Ces deux hommes semblaient tous deux avoir dépassé la quarantaine de cinq ou six ans ; ils avaient les traits durs, hautains, la physionomie farouche et le regard sombre.
La présence de deux aventuriers, ces ennemis implacables de la race castillane, à bord d’un navire espagnol pouvait sembler d’autant plus extraordinaire que ces individus paraissaient être libres et avaient conservé leurs armes ; c’est à-dire leur long fusil de boucaniers et leur gaine en peau de crocodile, contenant trois couteaux et une bayonnette.

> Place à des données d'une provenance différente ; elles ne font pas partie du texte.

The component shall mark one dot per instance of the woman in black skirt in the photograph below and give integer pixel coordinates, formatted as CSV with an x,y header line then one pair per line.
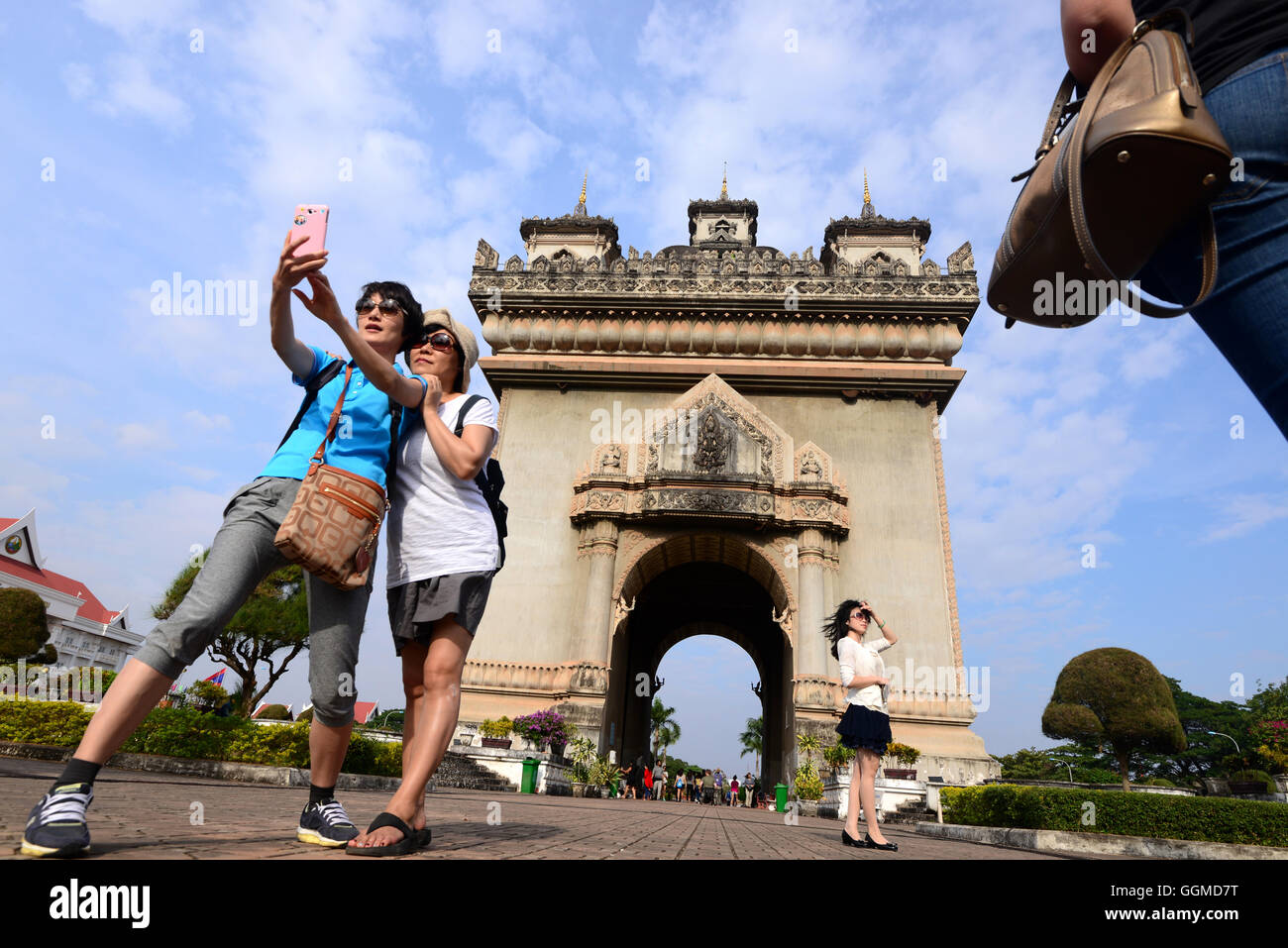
x,y
866,725
443,553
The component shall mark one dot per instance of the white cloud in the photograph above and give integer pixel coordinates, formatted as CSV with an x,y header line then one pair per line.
x,y
207,421
136,434
78,80
1247,513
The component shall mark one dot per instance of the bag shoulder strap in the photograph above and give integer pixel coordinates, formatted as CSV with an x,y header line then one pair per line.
x,y
465,408
1077,149
310,390
335,416
394,424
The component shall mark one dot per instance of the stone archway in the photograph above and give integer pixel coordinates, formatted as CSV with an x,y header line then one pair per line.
x,y
690,584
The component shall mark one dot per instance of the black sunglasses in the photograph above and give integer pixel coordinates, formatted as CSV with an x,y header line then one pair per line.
x,y
439,340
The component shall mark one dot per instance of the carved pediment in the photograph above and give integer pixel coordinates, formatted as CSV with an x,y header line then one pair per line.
x,y
709,455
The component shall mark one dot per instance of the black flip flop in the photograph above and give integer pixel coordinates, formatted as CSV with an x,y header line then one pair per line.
x,y
410,843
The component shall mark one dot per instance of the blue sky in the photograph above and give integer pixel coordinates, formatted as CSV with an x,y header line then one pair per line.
x,y
168,159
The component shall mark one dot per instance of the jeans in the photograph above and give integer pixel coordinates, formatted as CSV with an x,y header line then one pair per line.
x,y
241,556
1247,313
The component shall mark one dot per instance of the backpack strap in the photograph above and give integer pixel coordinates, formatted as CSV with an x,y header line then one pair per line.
x,y
465,408
391,466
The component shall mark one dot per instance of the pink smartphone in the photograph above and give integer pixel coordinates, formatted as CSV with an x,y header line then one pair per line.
x,y
310,222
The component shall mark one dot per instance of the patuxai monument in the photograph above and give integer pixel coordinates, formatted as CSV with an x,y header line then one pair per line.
x,y
722,438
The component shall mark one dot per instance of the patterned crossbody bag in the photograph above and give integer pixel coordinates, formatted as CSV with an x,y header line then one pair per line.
x,y
333,526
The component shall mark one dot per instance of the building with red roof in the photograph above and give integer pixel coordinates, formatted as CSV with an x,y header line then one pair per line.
x,y
81,629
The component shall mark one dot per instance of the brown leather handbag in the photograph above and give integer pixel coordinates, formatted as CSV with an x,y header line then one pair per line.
x,y
333,526
1128,162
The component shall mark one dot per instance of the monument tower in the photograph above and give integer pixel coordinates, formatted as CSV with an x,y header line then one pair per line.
x,y
722,438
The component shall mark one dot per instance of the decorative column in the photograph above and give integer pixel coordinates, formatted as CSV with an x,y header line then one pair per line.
x,y
592,639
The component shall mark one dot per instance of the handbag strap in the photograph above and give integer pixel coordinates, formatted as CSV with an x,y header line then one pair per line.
x,y
1077,196
312,389
335,416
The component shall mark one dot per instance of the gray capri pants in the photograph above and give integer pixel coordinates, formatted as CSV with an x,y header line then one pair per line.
x,y
241,556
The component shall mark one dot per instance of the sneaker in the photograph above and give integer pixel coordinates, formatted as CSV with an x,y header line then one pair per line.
x,y
56,824
326,824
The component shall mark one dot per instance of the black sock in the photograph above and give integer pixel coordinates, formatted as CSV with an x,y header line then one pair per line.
x,y
76,771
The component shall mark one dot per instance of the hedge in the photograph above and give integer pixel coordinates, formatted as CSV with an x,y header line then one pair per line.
x,y
1212,819
185,733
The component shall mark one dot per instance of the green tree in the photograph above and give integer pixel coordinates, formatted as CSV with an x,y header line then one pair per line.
x,y
207,693
1115,695
273,620
25,627
752,740
666,729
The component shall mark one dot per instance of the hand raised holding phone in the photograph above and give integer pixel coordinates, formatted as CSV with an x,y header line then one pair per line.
x,y
290,268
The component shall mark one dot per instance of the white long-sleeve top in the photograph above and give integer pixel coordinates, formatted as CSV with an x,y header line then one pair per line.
x,y
863,661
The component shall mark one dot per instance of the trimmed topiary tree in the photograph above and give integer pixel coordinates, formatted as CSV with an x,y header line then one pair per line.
x,y
25,627
1117,697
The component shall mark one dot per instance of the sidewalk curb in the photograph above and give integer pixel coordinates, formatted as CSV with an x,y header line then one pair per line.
x,y
1098,844
214,769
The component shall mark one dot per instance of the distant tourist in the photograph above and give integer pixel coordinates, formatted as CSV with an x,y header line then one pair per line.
x,y
866,725
243,554
443,552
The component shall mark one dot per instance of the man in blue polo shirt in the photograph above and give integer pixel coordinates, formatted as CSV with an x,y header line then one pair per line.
x,y
243,554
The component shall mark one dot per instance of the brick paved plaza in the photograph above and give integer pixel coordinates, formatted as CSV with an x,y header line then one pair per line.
x,y
149,815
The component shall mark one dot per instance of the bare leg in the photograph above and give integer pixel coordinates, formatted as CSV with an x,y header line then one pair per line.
x,y
133,694
870,763
327,747
413,690
851,814
437,715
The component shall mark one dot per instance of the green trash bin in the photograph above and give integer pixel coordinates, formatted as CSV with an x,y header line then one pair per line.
x,y
529,776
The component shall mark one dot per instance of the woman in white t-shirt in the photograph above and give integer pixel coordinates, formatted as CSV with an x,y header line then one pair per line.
x,y
866,725
443,553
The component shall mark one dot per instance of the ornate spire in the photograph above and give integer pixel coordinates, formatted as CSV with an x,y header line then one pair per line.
x,y
580,210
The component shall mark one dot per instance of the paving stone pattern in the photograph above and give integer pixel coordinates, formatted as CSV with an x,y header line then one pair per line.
x,y
147,815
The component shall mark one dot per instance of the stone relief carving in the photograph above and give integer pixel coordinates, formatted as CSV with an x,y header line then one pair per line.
x,y
484,257
961,261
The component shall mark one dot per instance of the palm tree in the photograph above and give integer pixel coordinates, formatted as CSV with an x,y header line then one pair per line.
x,y
666,729
754,740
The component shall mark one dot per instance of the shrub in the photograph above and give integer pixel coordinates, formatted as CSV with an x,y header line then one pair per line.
x,y
59,723
496,730
807,784
1254,777
1214,819
837,756
544,728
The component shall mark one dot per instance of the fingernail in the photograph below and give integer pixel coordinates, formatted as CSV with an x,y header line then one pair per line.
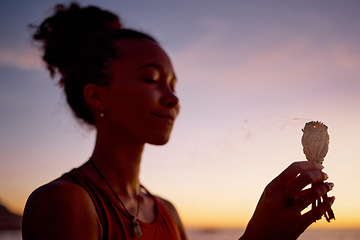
x,y
325,176
330,185
320,166
332,200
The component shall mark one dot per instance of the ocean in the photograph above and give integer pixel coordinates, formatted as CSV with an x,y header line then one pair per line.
x,y
231,234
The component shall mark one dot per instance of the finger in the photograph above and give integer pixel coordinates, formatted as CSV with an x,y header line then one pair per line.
x,y
291,172
316,213
311,195
304,179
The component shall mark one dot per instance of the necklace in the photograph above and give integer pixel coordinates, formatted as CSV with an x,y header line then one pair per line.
x,y
133,219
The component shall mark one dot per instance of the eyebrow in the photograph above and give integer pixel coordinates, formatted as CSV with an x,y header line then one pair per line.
x,y
154,65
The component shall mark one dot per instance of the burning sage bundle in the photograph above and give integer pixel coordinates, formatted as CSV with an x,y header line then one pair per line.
x,y
315,141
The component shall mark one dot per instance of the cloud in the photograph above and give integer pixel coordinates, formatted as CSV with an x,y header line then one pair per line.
x,y
224,57
23,59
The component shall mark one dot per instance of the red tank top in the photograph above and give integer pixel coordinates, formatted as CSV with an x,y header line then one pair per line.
x,y
114,224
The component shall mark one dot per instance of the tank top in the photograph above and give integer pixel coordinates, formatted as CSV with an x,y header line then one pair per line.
x,y
114,224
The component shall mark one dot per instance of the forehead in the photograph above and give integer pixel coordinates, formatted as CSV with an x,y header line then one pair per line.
x,y
134,53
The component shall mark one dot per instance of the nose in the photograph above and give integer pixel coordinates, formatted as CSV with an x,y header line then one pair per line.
x,y
170,100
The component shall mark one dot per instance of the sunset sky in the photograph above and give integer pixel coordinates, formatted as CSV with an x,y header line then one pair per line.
x,y
250,75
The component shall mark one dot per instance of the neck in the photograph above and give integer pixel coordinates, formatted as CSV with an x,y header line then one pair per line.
x,y
119,162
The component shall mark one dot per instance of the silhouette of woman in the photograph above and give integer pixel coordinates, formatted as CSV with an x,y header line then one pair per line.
x,y
122,82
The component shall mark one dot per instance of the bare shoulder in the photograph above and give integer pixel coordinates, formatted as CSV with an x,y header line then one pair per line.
x,y
60,210
175,215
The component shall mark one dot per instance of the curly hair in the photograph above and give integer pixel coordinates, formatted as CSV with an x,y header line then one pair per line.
x,y
77,44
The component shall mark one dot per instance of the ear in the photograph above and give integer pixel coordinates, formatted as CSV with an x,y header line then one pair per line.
x,y
95,97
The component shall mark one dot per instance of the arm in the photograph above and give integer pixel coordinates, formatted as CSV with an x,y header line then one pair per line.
x,y
60,210
174,214
278,213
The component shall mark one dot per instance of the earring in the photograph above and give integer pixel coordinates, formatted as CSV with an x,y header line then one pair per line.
x,y
102,114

À la suite de quels événements se trouvaient-ils à bord du San Juan de Dios ? C’était ce que nul à bord, sinon le capitaine, n’aurait pu dire.
Au moment où la cloche piqua les deux coups doubles qui signifient deux heures, les aventuriers se levèrent, s’étirèrent les bras comme pour se dégourdir les membres et allèrent nonchalamment s’appuyer sur la lisse de la pirogue.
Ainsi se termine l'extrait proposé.